All surgical methods used for hallux rigidus can be divided into two groups – those involving the preservation of the joint with the restoration of its function and those involving the removal of the articular surfaces with the creation of a fixed joint or replacement with an endoprosthesis. The following interventions are most commonly performed:

  • Removal of osteophytes (cheilectomy). The joint-preserving method of correction is the excision of bone overgrowths to restore joint mobility. It is recommended in stages 1 and 2.
  • Osteotomy. Kessel-Bonney and Waterman’s surgeries are variants of wedge osteotomy of the first metatarsal bone, which increase the volume of movement by changing the joint configuration. They are complemented by the removal of bone overgrowths. The method is effective in stages 1-2.
  • Arthroplasty. The operation’s essence is the partial removal of the thumb’s main phalanx. The technique is used in 3-4 stages in elderly patients. In the postoperative period, traction is performed to create a scar connection while maintaining the finger’s functionally favorable position.
  • Arthrodesis. The “gold standard” treatment for stiff thumb. The articular surfaces of the bones are excised, and the bones are fused together. After fusion, the joint disappears, and a fixed joint is formed. The method eliminates pain syndrome and ease of walking at stages 3 and 4.
  • Endoprosthetics. The articular surfaces are replaced with metal or plastic implants. The long-term results of the intervention still need to be studied, so the technique is used only in middle-aged and older adults with moderate or insignificant physical activity.

The period of full recovery after a cheilectomy takes about a month. During this time, the patient should limit the load on the foot. The rehabilitation period after other surgeries is 6-8 weeks. Afterward, all patients are recommended to use special insoles or orthopedic shoes.
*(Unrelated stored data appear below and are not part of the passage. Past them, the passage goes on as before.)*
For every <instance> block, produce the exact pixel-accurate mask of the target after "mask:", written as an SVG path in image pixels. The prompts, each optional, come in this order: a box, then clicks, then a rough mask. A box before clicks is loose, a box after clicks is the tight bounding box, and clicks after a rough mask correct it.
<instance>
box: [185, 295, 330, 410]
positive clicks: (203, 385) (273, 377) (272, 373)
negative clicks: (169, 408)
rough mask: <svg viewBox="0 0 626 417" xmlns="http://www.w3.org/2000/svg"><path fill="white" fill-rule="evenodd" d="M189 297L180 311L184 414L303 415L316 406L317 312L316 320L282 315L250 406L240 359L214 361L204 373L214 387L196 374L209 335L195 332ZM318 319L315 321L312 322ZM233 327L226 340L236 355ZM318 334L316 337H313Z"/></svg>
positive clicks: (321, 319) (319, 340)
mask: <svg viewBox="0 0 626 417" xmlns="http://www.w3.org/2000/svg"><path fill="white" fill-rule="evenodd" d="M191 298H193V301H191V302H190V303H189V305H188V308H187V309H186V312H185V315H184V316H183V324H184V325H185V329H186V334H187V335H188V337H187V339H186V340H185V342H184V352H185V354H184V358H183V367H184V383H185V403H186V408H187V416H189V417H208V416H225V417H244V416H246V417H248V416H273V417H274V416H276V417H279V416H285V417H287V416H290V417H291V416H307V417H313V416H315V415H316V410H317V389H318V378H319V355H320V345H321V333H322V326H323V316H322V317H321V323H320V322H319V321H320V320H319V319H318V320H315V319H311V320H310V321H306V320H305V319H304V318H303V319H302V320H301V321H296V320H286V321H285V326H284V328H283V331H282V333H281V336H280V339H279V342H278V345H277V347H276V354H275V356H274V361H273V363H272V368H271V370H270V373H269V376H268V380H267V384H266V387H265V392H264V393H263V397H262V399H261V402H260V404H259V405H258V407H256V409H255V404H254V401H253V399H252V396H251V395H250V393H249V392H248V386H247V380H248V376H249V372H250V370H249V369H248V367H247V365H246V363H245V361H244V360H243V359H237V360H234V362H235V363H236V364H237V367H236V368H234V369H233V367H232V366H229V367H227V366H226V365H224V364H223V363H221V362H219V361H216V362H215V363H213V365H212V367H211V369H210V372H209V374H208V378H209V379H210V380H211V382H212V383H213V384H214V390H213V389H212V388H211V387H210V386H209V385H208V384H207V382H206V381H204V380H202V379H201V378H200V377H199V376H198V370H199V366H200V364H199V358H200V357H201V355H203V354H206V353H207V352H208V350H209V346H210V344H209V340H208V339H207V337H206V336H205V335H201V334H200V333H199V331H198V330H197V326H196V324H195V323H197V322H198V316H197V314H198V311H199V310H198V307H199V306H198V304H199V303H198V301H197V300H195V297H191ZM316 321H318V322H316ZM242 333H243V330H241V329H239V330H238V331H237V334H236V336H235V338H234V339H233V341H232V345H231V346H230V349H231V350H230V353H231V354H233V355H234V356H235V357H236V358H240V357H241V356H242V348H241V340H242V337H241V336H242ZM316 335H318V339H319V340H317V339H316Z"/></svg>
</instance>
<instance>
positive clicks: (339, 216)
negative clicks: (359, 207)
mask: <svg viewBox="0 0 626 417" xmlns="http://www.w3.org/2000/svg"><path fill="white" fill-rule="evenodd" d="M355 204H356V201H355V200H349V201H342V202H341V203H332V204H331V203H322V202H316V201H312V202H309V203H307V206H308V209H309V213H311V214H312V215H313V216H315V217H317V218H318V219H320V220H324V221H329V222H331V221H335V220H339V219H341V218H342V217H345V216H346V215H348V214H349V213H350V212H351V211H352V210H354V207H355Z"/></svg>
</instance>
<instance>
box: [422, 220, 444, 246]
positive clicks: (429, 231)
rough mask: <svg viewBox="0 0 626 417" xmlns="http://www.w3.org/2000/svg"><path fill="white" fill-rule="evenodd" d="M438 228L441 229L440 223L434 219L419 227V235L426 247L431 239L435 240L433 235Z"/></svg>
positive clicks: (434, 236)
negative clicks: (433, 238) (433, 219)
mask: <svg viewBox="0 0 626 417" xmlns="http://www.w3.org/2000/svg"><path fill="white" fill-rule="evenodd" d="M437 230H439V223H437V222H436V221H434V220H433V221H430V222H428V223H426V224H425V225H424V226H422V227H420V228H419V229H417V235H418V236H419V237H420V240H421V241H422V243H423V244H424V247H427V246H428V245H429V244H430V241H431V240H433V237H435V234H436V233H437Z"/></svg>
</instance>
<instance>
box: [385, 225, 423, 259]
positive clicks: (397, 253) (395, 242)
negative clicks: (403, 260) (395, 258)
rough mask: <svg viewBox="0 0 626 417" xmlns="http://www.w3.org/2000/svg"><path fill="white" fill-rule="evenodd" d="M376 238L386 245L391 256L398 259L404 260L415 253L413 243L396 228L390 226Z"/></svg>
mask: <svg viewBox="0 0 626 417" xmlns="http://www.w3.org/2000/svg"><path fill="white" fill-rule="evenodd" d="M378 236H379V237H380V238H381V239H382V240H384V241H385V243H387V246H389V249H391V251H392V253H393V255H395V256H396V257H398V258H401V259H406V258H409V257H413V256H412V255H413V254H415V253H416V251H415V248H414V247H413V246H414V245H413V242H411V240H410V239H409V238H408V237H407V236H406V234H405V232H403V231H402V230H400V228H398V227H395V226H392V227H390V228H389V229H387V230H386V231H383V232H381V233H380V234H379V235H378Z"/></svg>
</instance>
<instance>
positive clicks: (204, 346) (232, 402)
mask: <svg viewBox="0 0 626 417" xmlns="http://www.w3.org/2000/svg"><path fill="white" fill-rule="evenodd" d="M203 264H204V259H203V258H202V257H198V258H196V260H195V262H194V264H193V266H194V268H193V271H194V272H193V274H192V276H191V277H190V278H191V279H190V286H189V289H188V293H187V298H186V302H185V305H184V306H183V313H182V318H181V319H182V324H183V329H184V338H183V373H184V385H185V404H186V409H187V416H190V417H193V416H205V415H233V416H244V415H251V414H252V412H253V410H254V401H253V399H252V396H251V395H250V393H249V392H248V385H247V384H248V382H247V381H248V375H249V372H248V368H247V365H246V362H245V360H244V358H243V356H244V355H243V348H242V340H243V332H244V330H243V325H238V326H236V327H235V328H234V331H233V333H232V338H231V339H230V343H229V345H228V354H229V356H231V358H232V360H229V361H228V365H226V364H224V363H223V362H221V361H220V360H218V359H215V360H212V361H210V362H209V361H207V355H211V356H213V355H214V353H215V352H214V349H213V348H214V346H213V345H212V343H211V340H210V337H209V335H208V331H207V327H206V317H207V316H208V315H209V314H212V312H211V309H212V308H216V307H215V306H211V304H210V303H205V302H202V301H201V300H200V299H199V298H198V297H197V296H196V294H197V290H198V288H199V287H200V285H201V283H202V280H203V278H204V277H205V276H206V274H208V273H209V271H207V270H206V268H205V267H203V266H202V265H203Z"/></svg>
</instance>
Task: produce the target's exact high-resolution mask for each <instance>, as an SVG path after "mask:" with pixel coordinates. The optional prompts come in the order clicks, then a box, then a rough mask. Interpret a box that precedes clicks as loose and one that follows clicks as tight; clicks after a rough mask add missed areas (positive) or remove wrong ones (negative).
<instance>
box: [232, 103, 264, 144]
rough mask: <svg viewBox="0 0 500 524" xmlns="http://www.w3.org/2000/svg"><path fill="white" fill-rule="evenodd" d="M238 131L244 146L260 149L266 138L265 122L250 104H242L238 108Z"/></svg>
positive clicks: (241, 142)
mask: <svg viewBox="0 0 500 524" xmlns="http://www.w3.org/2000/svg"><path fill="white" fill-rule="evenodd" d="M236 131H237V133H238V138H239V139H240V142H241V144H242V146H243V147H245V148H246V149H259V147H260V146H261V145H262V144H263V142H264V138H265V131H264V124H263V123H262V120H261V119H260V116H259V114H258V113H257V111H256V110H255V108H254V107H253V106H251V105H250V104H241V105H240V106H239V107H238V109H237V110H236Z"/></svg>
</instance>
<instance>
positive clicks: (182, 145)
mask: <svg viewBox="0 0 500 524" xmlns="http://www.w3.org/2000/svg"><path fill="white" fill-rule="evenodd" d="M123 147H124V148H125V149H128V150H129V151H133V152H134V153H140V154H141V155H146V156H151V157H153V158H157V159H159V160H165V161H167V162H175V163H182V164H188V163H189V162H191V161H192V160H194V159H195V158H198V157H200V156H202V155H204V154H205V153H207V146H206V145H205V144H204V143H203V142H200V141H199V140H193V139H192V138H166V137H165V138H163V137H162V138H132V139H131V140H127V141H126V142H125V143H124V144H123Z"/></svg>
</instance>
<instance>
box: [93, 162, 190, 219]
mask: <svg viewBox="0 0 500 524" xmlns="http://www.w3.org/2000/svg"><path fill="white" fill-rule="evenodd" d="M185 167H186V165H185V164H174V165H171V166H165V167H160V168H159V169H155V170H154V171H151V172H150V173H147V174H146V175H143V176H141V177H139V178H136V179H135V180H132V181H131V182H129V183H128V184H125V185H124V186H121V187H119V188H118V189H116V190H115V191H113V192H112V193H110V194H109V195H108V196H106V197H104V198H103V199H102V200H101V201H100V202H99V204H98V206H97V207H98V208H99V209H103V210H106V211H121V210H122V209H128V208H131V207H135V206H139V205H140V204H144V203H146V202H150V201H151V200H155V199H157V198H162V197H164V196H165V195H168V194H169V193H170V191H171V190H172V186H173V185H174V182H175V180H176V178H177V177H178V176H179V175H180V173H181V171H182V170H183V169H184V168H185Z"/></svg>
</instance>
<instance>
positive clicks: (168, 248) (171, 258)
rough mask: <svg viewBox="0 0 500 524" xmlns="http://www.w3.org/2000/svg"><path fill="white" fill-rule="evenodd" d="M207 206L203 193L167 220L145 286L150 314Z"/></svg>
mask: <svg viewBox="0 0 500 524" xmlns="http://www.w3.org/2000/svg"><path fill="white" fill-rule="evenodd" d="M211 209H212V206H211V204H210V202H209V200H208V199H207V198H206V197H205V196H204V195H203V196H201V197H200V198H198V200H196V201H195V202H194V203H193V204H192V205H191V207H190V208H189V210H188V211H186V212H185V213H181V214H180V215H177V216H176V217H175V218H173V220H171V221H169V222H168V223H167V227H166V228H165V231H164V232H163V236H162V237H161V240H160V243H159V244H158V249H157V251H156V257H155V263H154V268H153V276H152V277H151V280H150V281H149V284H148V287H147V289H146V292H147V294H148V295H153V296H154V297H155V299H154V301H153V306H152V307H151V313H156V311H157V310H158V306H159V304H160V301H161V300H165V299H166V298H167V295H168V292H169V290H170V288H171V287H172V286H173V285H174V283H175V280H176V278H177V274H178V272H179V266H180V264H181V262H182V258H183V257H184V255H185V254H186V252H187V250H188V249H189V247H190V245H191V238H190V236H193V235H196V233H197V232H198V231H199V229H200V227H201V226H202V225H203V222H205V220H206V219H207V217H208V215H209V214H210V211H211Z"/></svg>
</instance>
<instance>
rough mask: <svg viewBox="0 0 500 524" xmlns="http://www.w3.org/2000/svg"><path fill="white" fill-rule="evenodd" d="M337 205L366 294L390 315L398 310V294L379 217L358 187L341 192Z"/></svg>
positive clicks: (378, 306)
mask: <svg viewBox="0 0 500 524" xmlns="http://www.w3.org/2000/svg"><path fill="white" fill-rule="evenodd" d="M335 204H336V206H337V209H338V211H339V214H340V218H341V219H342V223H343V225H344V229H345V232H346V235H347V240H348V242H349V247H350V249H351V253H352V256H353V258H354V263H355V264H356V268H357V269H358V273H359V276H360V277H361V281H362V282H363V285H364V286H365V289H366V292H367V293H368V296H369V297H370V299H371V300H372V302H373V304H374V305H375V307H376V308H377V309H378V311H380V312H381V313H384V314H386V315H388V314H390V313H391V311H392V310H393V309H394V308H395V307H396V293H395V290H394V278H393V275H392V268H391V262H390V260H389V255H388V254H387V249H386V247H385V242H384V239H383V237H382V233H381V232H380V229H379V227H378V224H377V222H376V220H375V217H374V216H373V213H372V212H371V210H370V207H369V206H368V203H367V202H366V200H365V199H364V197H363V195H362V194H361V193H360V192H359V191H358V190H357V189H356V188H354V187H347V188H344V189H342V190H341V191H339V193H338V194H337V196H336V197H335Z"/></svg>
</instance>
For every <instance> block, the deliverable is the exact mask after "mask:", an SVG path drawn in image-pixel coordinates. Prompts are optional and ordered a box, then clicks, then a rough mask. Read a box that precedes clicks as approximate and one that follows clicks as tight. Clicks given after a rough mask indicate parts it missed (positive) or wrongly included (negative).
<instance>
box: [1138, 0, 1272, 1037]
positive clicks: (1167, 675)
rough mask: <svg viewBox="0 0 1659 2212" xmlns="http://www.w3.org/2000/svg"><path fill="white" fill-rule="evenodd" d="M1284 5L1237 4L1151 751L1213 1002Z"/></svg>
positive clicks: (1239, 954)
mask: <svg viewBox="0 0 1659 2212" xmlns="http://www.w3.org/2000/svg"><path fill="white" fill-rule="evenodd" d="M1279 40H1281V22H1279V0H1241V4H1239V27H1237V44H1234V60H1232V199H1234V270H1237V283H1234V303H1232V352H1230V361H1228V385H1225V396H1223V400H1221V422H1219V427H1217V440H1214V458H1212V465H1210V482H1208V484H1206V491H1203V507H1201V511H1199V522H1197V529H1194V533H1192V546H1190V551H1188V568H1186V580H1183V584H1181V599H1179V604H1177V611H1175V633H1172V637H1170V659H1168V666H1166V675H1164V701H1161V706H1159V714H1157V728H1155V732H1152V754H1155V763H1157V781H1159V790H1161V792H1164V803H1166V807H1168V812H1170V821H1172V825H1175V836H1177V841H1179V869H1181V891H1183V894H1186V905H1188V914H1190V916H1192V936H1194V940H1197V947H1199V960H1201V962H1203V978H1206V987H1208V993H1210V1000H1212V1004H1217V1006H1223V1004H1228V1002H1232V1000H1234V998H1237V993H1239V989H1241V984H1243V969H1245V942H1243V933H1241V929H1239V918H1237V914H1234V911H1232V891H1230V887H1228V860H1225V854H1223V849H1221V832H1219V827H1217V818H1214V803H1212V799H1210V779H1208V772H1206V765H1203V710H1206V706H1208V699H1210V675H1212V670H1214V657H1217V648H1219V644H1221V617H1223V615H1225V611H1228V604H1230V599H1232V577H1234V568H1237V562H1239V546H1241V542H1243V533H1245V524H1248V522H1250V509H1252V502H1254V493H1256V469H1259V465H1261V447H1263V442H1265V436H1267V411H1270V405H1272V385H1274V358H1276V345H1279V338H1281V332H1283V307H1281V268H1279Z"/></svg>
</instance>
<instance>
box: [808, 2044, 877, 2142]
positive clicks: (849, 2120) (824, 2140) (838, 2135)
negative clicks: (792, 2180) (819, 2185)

All these treatment options are available in more than 760 hospitals worldwide (https://doctor.global/results/diseases/hallux-rigidus). For example, Hallux rigidus surgery can be done in these countries at following approximate prices:

Turkey$1.4 K in 29 clinics

Germany$6.3 K in 45 clinics

China$7.1 K in 6 clinics

United States$7.7 K – 18.9 K in 23 clinics

Israel$9.1 K in 16 clinics.

Prognosis

The formation of hallux rigidus indicates a long-term pathological process in the joint. Full recovery is impossible, but conservative measures can slow the progression of the disease, and surgical interventions ensure the disappearance of foot pain and preservation of the ability to work.

Prevention

Preventive measures include preventing injuries and early treatment of joint diseases that may cause osteoarthritis. It is recommended to normalize body weight, wear comfortable shoes, avoid overloading the foot, and use orthopedic insoles if there is a family predisposition.